2. Life Cycle Thinking: Consider all life cycle stages (manufacturing, use, recycling) during the design phase, utilize LCA tools to quantify environmental impact, and identify key trade-offs.
   **Utilize Existing Standards:** Conduct specialized assessments using the EN 4555X-4556X series, such as using EN 45554 to assess repairability and EN 45557 to assess recycling content. **Build a Circular Design Matrix:** For each product category, identify key attributes based on business objectives to create a dynamic matrix as a design guide. **Training and Capacity Building:** Provide circular economy knowledge training to the design team, cultivating skills in modular design, material selection, and disassembly analysis. **User Communication and Feedback:** Provide maintenance guidelines and recycling instructions in product information and utilize digital technologies (such as digital passports) to enhance transparency. **Incremental Improvement:** Start with pilot products and gradually expand. Set phased targets (such as a 30% refurbishment rate by 2025) and review and adjust them regularly.

---

Relationship with Relevant Standards

This standard complements EN IEC 62430 (Environmentally Aware Design), which focuses on a systematic approach to reducing environmental impact, while this document focuses on circularity enhancement.

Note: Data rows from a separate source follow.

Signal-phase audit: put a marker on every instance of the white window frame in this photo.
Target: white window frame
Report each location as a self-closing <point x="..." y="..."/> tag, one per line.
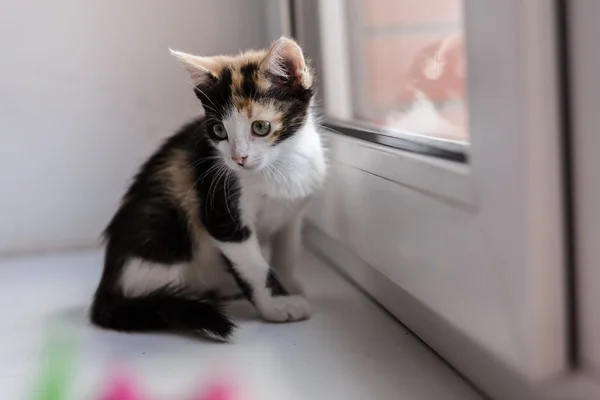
<point x="511" y="189"/>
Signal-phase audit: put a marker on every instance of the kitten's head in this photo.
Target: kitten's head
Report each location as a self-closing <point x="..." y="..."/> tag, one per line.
<point x="254" y="102"/>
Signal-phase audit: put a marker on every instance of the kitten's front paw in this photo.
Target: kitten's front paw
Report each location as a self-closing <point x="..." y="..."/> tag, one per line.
<point x="285" y="309"/>
<point x="293" y="286"/>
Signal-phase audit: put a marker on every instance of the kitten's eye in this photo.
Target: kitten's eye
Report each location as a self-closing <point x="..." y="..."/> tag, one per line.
<point x="219" y="131"/>
<point x="261" y="128"/>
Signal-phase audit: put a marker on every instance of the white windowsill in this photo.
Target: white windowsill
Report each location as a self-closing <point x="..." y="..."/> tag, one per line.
<point x="350" y="349"/>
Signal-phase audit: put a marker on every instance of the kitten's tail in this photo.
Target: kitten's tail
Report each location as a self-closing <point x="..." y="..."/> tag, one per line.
<point x="167" y="308"/>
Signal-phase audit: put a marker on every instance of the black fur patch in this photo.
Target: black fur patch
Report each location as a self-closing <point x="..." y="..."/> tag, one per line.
<point x="275" y="286"/>
<point x="163" y="309"/>
<point x="149" y="224"/>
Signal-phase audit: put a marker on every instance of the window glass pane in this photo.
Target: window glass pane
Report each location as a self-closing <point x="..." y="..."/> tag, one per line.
<point x="409" y="66"/>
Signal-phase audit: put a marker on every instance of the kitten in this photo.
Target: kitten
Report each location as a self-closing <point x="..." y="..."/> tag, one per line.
<point x="217" y="209"/>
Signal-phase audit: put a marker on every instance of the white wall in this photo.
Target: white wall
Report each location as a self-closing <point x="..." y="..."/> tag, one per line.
<point x="87" y="91"/>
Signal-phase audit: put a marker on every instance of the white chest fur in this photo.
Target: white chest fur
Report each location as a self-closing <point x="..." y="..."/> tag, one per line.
<point x="278" y="194"/>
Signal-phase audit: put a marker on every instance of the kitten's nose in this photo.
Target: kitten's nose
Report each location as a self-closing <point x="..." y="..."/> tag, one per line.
<point x="240" y="160"/>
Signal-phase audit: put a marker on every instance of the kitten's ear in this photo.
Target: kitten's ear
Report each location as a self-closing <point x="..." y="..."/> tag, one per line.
<point x="201" y="69"/>
<point x="286" y="63"/>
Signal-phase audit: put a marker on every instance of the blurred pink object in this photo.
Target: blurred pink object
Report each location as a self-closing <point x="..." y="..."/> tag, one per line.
<point x="122" y="387"/>
<point x="218" y="391"/>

It is also harmonized with international standards such as ISO 59004 (Principles of the Circular Economy) and ISO 59020 (Measurement of Circularity). In terms of assessment methodologies, it relies on the EN 45552-45559 series of standards; for example, durability assessment follows EN 45552, repairability assessment follows EN 45554, and recyclability assessment follows EN 45555.

In summary, BS EN 45560:2024 provides companies with a roadmap to circular design. Through a systematic approach, matrix tools, and trade-off analysis, organizations can significantly improve resource efficiency while maintaining product functionality and safety, contributing to the achievement of global sustainable development goals.